Wednesday 15 June 2016

'Warcraft' Review

Warcraft Review:
More Like No Craft
BY IAN TAN


When the poster looks better than the movie.
Warcraft brings director Duncan Jones (of Moon and Source Code fame – both terrific films) to the blockbuster scene. It’s always a risk to hire relatively small-time directors to direct a major 160 million dollar studio film. On one hand, they tend to know how to build characters and tell a good story. On the other, they may not deal too well with studio restrictions and a budget that’s over ten-times bigger than what they usually work with. In some cases, it works pretty well (see: James Wan’s Furious 7), and in others, not so much (see: Marc Webb’s The Amazing Spider-Man films). With that being said, how does Duncan Jones fare with Warcraft? Let’s just say he’s more Webb than he is Wan.

The plot is relatively simple – an orc and a human must join forces in order to put an end to an evil orc force that plans to destroy and colonize the human world. The former world is dying, and their invasion to the latter world will spell extinction for the humans. However, an orc by the name of Dorutan sees the evil behind his kind’s doings and aims to stop it before war breaks loose between the two races.
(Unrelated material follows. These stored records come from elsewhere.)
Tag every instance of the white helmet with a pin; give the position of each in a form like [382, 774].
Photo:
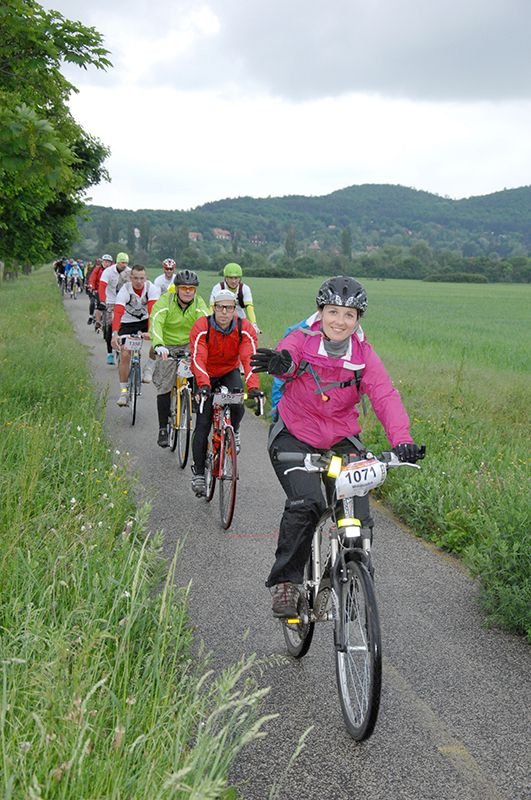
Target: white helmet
[223, 295]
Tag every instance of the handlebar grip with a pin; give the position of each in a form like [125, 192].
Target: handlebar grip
[289, 458]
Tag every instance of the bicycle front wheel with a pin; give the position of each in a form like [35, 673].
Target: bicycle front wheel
[211, 463]
[358, 652]
[184, 427]
[228, 479]
[134, 390]
[172, 419]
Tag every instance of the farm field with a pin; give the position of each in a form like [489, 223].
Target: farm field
[459, 355]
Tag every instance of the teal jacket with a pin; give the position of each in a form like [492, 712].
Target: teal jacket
[170, 324]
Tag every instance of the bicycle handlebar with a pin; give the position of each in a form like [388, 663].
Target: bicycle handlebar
[320, 462]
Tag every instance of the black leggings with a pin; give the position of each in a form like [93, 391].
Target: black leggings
[304, 505]
[233, 381]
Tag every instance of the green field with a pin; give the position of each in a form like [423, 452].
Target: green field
[460, 356]
[100, 694]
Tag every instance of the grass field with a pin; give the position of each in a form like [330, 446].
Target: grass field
[460, 356]
[100, 696]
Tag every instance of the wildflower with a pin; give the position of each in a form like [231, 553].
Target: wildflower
[118, 737]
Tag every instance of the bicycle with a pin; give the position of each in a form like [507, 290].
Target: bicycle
[222, 459]
[338, 584]
[180, 420]
[134, 345]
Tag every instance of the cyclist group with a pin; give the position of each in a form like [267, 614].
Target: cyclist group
[325, 365]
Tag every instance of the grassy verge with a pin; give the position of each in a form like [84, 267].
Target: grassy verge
[99, 694]
[459, 355]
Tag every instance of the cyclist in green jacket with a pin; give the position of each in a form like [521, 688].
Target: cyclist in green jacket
[171, 319]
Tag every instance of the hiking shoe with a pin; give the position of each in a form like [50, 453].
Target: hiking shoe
[123, 399]
[199, 485]
[285, 599]
[147, 376]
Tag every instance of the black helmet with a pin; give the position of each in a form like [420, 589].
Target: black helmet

That seems like an interesting plot to drive a fantasy action flick such as Warcraft, but the film unfortunately never lives up to its full potential.
 
Hoping the Director's Cut will be better like...
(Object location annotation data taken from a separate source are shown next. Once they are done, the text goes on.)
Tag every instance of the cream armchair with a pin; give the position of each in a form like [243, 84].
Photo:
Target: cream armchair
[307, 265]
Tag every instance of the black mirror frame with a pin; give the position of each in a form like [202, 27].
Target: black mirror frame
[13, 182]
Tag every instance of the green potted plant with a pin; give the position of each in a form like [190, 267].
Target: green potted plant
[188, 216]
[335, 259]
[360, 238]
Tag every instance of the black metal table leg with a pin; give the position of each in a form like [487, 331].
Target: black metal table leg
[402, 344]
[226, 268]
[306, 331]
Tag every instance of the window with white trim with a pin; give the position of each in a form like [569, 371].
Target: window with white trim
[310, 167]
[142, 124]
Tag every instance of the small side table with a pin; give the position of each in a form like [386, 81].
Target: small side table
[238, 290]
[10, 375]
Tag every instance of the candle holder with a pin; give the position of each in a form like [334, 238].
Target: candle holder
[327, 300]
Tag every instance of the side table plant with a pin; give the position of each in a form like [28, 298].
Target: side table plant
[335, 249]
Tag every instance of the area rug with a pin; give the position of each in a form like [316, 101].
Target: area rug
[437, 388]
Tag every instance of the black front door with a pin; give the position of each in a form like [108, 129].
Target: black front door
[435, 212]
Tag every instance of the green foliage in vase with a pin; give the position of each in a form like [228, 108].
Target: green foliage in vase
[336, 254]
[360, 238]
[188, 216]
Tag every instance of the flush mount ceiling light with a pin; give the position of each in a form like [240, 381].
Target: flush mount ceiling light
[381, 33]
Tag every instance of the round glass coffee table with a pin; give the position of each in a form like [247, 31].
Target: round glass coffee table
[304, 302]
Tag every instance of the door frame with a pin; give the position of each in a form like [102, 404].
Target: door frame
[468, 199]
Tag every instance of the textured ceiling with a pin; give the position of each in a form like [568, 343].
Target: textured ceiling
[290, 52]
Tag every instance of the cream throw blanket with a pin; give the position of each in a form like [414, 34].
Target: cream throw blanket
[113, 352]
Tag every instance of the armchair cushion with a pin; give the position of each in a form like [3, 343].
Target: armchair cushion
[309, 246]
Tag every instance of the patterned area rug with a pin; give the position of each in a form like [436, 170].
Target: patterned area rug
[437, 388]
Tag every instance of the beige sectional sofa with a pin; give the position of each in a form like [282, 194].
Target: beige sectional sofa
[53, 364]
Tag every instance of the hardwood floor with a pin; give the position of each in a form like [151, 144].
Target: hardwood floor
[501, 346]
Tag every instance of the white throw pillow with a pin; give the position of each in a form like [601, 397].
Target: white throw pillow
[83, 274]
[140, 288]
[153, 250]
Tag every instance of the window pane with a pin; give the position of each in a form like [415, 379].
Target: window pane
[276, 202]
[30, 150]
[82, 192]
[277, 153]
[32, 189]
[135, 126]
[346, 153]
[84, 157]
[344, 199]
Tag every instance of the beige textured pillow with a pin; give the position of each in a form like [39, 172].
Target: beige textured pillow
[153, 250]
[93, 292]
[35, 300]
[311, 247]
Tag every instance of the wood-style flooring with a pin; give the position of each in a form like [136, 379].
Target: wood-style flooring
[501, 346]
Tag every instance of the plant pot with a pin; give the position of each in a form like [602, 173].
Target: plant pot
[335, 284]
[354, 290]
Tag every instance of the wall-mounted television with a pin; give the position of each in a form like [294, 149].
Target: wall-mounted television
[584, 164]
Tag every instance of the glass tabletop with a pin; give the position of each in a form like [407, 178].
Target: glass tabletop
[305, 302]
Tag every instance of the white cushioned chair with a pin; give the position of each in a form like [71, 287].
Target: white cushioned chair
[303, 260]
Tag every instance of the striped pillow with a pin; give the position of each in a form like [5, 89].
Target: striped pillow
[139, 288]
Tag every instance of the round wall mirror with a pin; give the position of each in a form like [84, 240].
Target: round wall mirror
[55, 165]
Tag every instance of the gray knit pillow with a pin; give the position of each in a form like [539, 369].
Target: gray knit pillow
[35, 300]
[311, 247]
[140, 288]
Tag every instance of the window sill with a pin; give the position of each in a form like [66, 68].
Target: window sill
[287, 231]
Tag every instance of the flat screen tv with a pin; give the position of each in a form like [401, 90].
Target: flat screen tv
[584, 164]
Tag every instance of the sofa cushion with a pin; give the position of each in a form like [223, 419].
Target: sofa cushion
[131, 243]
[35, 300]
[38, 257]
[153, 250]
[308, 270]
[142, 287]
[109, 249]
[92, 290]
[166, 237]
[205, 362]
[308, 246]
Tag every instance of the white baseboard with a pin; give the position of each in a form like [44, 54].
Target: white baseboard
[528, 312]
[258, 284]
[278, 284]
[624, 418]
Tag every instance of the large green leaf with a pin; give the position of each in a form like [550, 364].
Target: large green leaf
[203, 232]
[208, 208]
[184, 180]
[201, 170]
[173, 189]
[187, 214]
While Duncan Jones’ previous films followed a small few characters, Warcraft handles ten times that amount, and Jones doesn’t seem to have a good handle on it. There are characters that start out as promising, such as Durotan – who is played fantastically through motion-capture by Toby Kebbell – and Paula Patton’s Garona, but neither of their stories are fleshed out enough for us to truly be engaged in their characters. All other characters are simply bland or downright unmemorable. Travis Fimmel, who plays the main human character Lothar, is given a father-son story (him being the father) that’s supposed to be one of the more emotionally engaging story threads, but it completely falls flat due to poor and uncharismatic acting from both Fimmel and Burkely Duffield, who plays his son. The two human magicians in the film – played respectively by Ben Foster and Ben Schnetzer – are just miscast. Ben Foster looks like he’s trying to be a Zen-like cross between Gandalf/Dumbledore and comes off as pretentious while Khadgar (Schnetzer), who is meant to be the underdog-turned-hero/comic-relief struggles to maintain his American accent, is very unfunny and lacks screen presence.

Opening up the Tesseract
But where Jones fails in characters, he triumphs in visuals. The CGI for the orcs and both the human and orc realms are stunning and immersive. Close-ups of Durotan specifically look as realistic as a CGI character can get. The action is alright; nothing to really shout about and nothing we haven’t already seen in other fantasy-adventure films. Also, we never really get to see the orc-human team up that the film seems to build up, which is a letdown. And a side note about the villain – I’m not sure why but he looked like the kind of villain I’d expect to find in a Kung Fu Panda movie.
 
CGI doesn't get any real-er than this.
What really upsets me is that this film had so much potential. Warcraft has scenes that seem to reminisce the emotional heights of The Lord of the Rings films, but because there’s no real build-up to any one of those scenes, they all come off as oddly placed and wholly unemotional. The poor pacing and editing doesn’t help very much either. There is a great movie somewhere in here, but it never reveals itself. I sincerely hope the Director’s Cut fills in the holes this theatrical version has plenty of, and maybe, just maybe, we’ll get that really great film the theatrical cut struggles to be.